Dawn bleeds across the sky and into the lagoon. The wind throws a punch at the market gondolas and they
knock-knock
against each other like a boxful of bones.

Tuck counts the knocks to keep himself calm. He knows he is gambling with his life because if he’s caught . . . Tuck has seen people hang right here on this bridge, for less.

It’s a gamble. But if he wins, it’ll be the loot of his life.

Tuck lets out a long breath, counts twenty racing heartbeats.

He’ll do it.

He will.

MISSING MIDNIGHT

At sundown the wind turns evil. The refugees hide below deck as the wind tries to hurl the ship against the sky.

Crushed between her friends, Mara snatches shreds of sleep but the striplights below deck keep flickering. Every time her eyes drop with exhaustion, the lights beat against her eyelids. Time and time again, she jolts awake and stares at the cavernous interior of the ship, wondering where on Earth she is. Each time it takes her long, giddy moments to remember, and immediately she wishes she could forget.

All around, refugees cry and bicker and curse at having landed up in such a foul place as this.

What have I done?
Mara wonders.
What if we don’t find land?

The ship’s hold is like a warehouse, piled with crates of food supplies meant for the New World. At least they managed to steal a stocked cargo ship, thinks Mara. They might have been unlucky and taken one that had already unloaded its supplies in the city’s dock tower.

What about the other ships that escaped the city? Mara
has searched the ocean through all the hours of daylight but there has been no sign of them.

Mara looks at all the refugees crammed in between the crates in the hold. The urchins have made one corner their own and have filled it with the hoard of objects they stole from the museum in the netherworld. Scarwell is snuggled up asleep with her prize loot, the life-size model of an apeman.

A small girl sits alone, hugging her knees. Every so often her face twitches. Mara goes over and tries to talk to the child but there’s no response. The girl stares at the floor, lost in her own world. Better there than in this nightmare, thinks Mara.
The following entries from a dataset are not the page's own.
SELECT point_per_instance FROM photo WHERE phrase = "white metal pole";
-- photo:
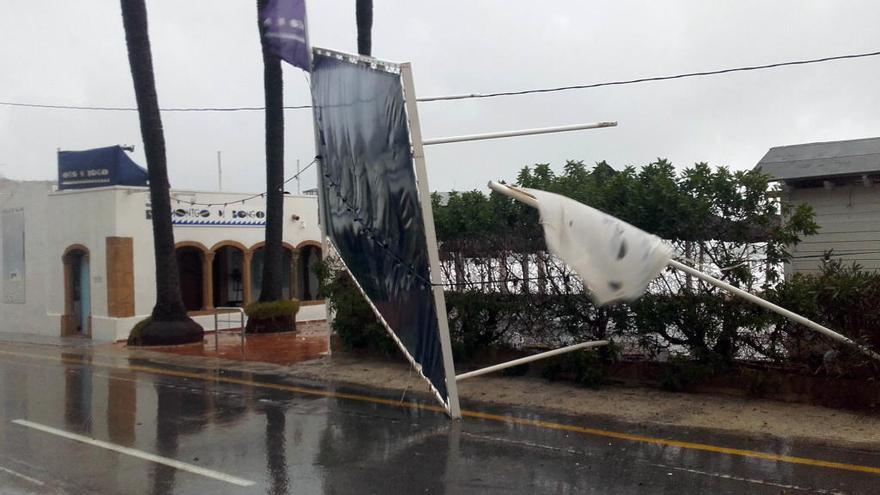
(298, 189)
(526, 198)
(521, 132)
(772, 307)
(430, 237)
(322, 204)
(529, 359)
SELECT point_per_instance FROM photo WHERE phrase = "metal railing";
(227, 310)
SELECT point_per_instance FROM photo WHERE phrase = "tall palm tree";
(273, 251)
(363, 13)
(169, 323)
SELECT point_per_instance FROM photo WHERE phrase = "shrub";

She buries her face in her arms and tries to find her own escape. Sleep comes at last, ragged with dreams of her family and her old island home. Dad, clattering milk buckets in the barn. Her little brother Corey, chasing the chickens and running through billows of bed sheets that Mum is hanging out to dry. Rowan is a lone, distant figure among the crazy whirl of the field of windmills. And there’s Tain, bolting the storm shutters of his stone cottage against a rising storm. His white hair is wild in the wind; he’s bellowing about the rising sea but the weather drowns his words.

And she dreams of Fox, just for an instant. Fox, alone in the drowned ruins below the towers of New Mungo. Fox, with nightmares in his beautiful eyes.
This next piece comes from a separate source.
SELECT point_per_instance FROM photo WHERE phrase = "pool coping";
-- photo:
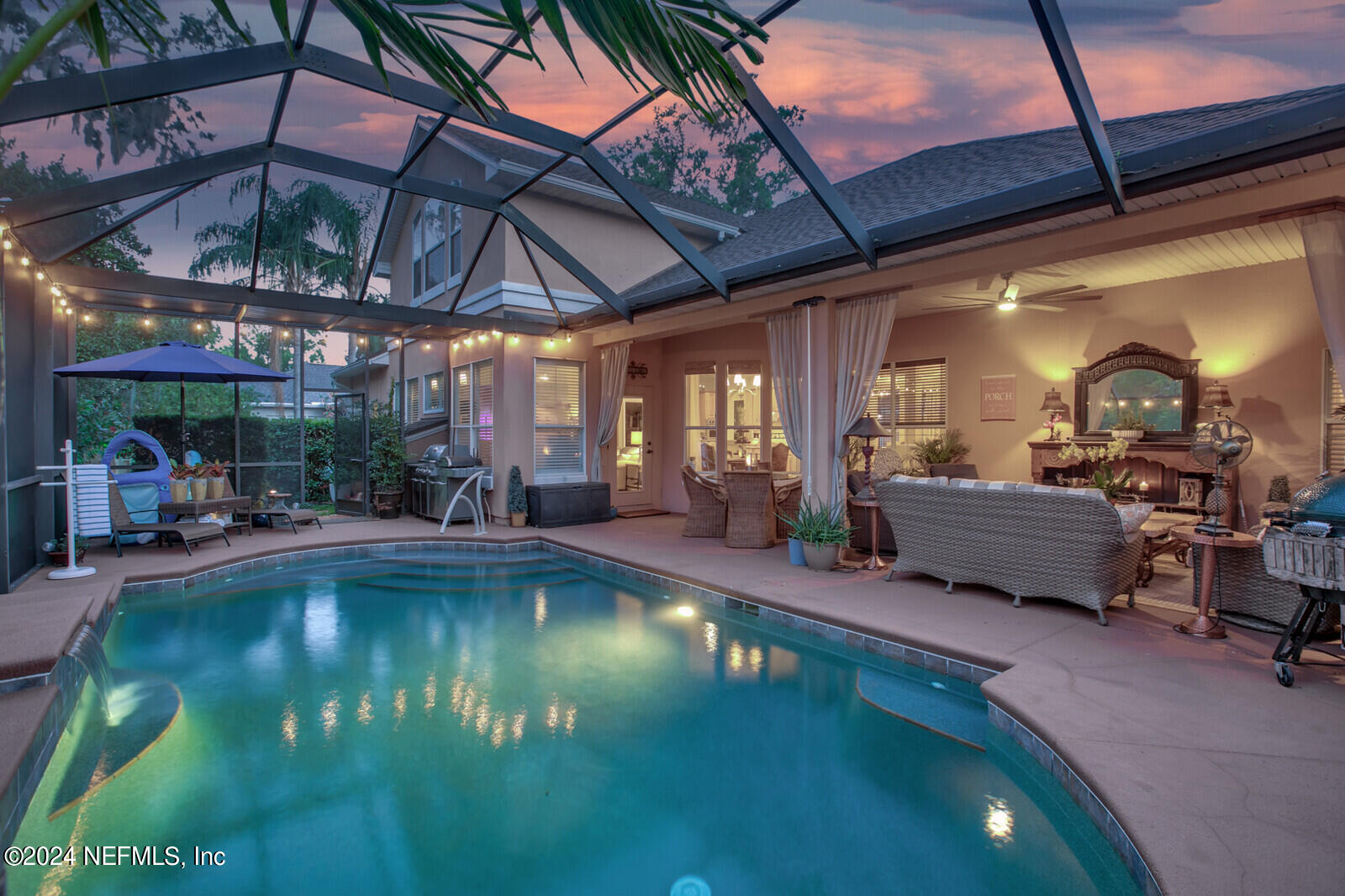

When a surge of the ship slams her head against a crate, Mara tries to hold on to him but he crashes out of her dream. She’s awake and he’s gone, just as he crashed out of her life.

Mara sits up with a jolt. What time is it? She rushes up on deck into darkness, blasted by wind. There’s no moon,
not one lone star to help track the passage of the night. Has she missed midnight, when she promised to meet Fox in the Weave?

Mara slips into the control cabin to escape the wind. She unzips her backpack, opens the waterproof seal within and takes out the cyberwizz globe, feels the electric tingle as she nestles it in her hands and it powers up. She shoves the halo over her eyes and clicks open the globe. With the tiny wand, she scribbles a series of symbols on the small screenpad.

And in the flash of a thought, she’s there . . .

. . . magicked out of realworld and dropped into the vast, glittering cyberscape of the Weave.

Mara zooms along the familiar wrecked boulevards lined with buzzing, sparking towerstacks that store the lost data of the old, drowned world. The boulevards end in a crumble of tumbledown stacks, rotting mountains of cyberjunk. There’s a strange, flickering beauty, danger too sometimes, in these heaps of decay.